Moccasin Road is the end of the line.
The quiet stretch of asphalt along Centennial Hills’ northern border is guarded by imposing Bureau of Land Management-stamped roadblocks meant to mark the end of Durango Drive. Beyond it, there’s only a thorny desert lattice of dirt bike trails and telephone poles.
Most everything south of Moccasin Road is the city of Las Vegas: D.R. Horton-developed homes to the east and west and O’Roarke Elementary School and Floyd Lamb Park at Tule Springs less than a mile south.

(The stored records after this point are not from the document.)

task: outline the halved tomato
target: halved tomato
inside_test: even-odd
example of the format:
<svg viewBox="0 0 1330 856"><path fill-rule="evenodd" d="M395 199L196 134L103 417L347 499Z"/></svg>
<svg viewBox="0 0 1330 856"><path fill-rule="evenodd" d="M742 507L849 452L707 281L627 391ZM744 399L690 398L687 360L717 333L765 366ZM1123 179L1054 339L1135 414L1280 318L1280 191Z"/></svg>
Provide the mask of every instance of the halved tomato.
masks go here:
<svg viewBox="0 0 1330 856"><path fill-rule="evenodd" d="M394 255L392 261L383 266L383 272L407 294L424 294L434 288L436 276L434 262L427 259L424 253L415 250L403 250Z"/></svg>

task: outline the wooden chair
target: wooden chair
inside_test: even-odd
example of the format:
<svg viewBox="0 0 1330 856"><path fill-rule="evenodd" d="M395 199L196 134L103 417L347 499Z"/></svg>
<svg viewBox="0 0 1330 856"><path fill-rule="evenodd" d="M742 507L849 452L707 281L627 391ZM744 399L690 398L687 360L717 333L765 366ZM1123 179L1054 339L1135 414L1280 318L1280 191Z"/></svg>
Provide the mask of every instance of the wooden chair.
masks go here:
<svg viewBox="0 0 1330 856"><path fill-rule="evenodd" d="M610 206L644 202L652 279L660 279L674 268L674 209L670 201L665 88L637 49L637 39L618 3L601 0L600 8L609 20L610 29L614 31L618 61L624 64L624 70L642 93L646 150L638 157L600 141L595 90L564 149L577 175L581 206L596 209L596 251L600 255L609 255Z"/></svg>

Built in 2003 with barely room enough for the two entryways that serve homes in the neighboring Legends subdivision, the paved portion of Las Vegas’ northernmost city-maintained road spans just one-third of a mile from Clear Mountain Street east to Squirrels Nest Street, with a history that fits its length.
“Staff thinks it’s one of those roads submitted by a developer and approved through the planning department,” city spokesman Jace Radke said. “We know Becker Trust was the land owner, WL Homes was the applicant, and we think D.R. Horton was the developer.”
Neither WL Homes, the company that filed for Moccasin Road’s dedication, nor D.R. Horton, the developer that built and likely named it, responded to requests for comment.
“Most of it is unpaved maintenance service road,” Radke added. “This road predates a lot of development, so that’s basically all I’ve been able to find out about it.”
Moccasin Road didn’t always go unnoticed.
City officials hoped to develop 7,600 acres of BLM land north and east of the road as recently as 2008, convening a two-day design development workshop and enlisting help from the Rocky Mountain Institute to publish a 94-page Upper Las Vegas Development Report on the project.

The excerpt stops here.